These are our picks for the most important questions that first-time buyers sometimes overlook. In each case, the answers to these questions are vitally important when making a property-buying decision:
1) Why is the Current Owner Selling This House?
The answer to this question can provide valuable guidance when you’re putting in an offer. There’s a great difference in how you want to approach a motivated seller looking for a fast sale as opposed to a speculative seller who is mainly gauging market interest. The former situation can be particularly favourable, as you may be able to lower your offering price considerably.
2) How Long Has it Been Since the House was First Offered?
Bear in mind that local demand and property type greatly influence how long it takes to sell a given property. A property sitting on the market for several months is not a guaranteed red flag. Currently, home sales that are tracked on Rightmove take an average of 63 days to move from listing to securing a buyer.
3) What’s the Parking Picture Like?
If there isn’t a parking space or a garage included with the property, you need to give some thought as to where you or guests are going to park. And what if you need a disabled parking spot? If you need to arrange a designated space, feel free to contact your local council to learn more.
4) What Sort of Bills are Associated with the Property?
A good agent should be able to help you determine how much living in a given property will cost. The property listing should include an Energy Performance Certificate (EPC) which will suggest how much your energy costs will be. EPC ratings run from A to G, and you should see both a current rating and a potential rating that covers possible energy efficiency improvements. Ask the agent about council tax on the property, too.
5) Has There Been any Recent Building Work on the House?
The viewing is a good time to ask about recent renovations, improvements, extensions, and the like. Some places might have simple marble bathroom worktops, or even more complex developments like a new conservatory. For very old properties or ones which you believe are in questionable condition, you may want to consider having a detailed survey done. Keep your expectations reasonable if you start considering making your own extensions to a home; remember that planning permission may be difficult to secure.
6) Are There Any Neighbourhood Issues?
One of the most important parts of researching a property is getting to know the local area. Drive to the house during rush hour to gauge the traffic if you are a car commuter. Make sure you visit the area both in the daytime and at night. If possible, ask some neighbours for their opinion of the area.
7) Is There a Buying Chain Going On?
In some property sales, the seller has already lined up a new property to move into. But that deal might be contingent on selling their old property quickly; that may give you greater bargaining power. Be aware of the possibility of the reverse situation, though. A seller who is still looking for a new property may slow the entire process down and oblige you to wait longer than you’d like to complete the deal.
8) Be Clear About Inclusions and Exclusions?
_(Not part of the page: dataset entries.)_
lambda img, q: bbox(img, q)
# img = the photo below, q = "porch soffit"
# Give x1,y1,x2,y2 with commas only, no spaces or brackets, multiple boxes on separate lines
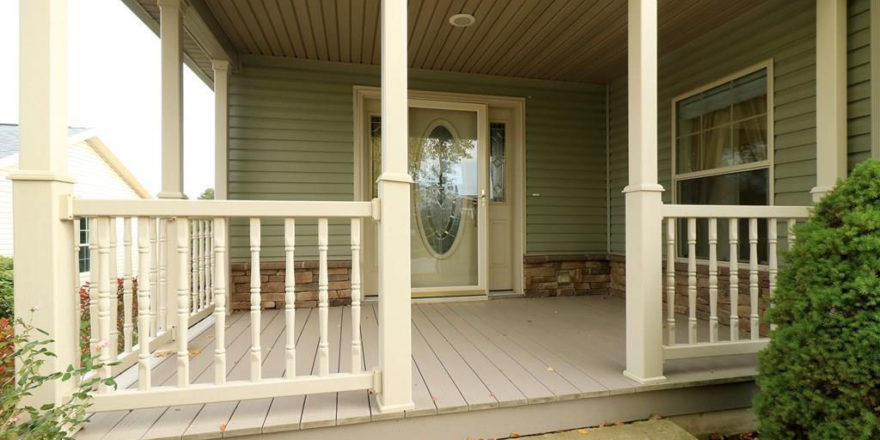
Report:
188,0,768,83
122,0,226,87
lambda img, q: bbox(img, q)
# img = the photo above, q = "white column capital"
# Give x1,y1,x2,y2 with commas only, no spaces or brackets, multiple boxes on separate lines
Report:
211,59,230,72
157,0,188,15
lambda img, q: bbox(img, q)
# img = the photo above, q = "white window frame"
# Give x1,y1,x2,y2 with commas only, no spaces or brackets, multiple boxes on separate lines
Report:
670,60,775,205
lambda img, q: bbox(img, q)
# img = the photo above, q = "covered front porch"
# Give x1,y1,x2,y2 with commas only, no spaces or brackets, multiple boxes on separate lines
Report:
11,0,857,437
79,296,757,439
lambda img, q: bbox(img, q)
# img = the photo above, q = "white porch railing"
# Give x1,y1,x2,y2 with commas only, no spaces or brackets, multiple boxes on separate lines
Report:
658,204,810,362
69,199,378,412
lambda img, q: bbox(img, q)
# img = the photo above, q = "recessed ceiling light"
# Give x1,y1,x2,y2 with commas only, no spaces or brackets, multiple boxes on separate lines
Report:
449,13,476,28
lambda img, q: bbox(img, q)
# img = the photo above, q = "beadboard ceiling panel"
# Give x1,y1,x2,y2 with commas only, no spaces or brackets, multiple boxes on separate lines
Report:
130,0,768,83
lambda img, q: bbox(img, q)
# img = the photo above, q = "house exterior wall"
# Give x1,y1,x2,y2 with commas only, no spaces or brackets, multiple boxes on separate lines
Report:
0,167,12,256
0,140,142,263
609,0,874,256
227,56,608,262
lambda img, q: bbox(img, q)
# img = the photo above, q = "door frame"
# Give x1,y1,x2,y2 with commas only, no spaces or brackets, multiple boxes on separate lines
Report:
353,86,526,295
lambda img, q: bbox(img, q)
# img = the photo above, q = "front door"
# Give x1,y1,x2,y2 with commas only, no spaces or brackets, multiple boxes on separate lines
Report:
362,99,489,297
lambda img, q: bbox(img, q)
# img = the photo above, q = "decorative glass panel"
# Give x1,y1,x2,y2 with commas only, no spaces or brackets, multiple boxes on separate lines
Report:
411,124,471,255
489,122,506,202
370,115,382,197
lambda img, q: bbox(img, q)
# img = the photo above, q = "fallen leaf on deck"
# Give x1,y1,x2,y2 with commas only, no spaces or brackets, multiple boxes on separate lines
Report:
509,433,520,438
546,366,556,372
154,350,173,358
578,428,589,435
219,423,227,432
614,420,623,426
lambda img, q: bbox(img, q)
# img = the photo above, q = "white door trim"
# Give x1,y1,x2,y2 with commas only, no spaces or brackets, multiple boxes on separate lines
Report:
353,85,526,294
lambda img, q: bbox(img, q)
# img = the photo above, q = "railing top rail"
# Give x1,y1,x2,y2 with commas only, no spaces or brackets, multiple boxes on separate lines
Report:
68,198,379,219
661,204,811,219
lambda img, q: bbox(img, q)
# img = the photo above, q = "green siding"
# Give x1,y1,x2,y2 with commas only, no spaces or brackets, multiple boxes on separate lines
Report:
609,0,818,254
848,0,873,170
228,55,607,259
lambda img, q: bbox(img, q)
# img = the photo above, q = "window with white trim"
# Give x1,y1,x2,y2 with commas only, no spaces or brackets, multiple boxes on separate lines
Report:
79,218,90,273
673,66,771,261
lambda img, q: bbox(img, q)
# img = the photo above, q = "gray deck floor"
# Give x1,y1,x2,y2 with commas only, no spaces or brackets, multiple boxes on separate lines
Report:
77,295,758,439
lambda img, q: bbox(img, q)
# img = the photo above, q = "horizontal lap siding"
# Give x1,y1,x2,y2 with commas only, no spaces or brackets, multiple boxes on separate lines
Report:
228,56,607,260
608,78,627,255
609,0,817,254
848,0,872,170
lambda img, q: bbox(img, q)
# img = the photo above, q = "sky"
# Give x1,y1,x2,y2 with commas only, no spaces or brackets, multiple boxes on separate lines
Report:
0,0,215,199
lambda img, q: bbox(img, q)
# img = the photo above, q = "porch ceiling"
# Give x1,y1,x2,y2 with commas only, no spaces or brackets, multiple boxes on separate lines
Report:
192,0,768,83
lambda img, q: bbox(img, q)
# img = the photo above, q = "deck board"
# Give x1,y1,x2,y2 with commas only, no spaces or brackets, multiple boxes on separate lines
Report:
431,303,559,403
262,307,319,432
223,309,291,436
335,306,372,425
299,307,344,429
83,296,760,440
411,305,498,410
452,300,610,395
418,305,530,406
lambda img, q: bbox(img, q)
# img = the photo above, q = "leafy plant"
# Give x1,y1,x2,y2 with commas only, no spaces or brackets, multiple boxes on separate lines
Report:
755,160,880,439
0,313,115,440
0,257,12,319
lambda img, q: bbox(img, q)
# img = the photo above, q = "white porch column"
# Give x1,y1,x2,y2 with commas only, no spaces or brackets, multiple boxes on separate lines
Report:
375,0,415,413
212,60,229,200
812,0,848,201
623,0,665,384
158,0,186,333
12,0,78,406
158,0,186,200
212,59,231,316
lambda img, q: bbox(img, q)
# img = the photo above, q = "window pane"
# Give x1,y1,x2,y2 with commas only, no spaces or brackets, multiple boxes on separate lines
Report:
732,69,767,120
676,67,767,176
698,126,731,171
700,83,732,130
731,116,768,165
677,169,769,262
78,218,90,273
676,134,699,173
677,95,702,137
489,122,505,202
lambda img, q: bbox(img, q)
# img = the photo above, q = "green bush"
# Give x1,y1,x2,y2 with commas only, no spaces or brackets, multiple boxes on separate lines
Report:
755,160,880,439
0,257,11,319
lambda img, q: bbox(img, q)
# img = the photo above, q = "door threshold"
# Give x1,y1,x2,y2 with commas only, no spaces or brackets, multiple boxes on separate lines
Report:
362,295,488,304
489,290,524,299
Before making any commitments, make sure you’ve got as much detail as possible about what is and is not included in the sale of the property. White goods (e.g. washing machines, dishwashers, etc) are often included in property sales. These essentials might not come with the house, though; understand what you’re buying so that you can avoid any unpleasant surprises as you move in.
9) Can You Live with the Neighbours?
Neighbour issues matter more to some buyers than others. Some prospective owners might be outraged to discover their new neighbours like loud parties or own aggressive dogs. Other buyers are more lenient when it comes to neighbours. And in some cases, a great neighbourhood may be one of the factors that make an imperfect property worth buying. Diligent research is the key to making a good match.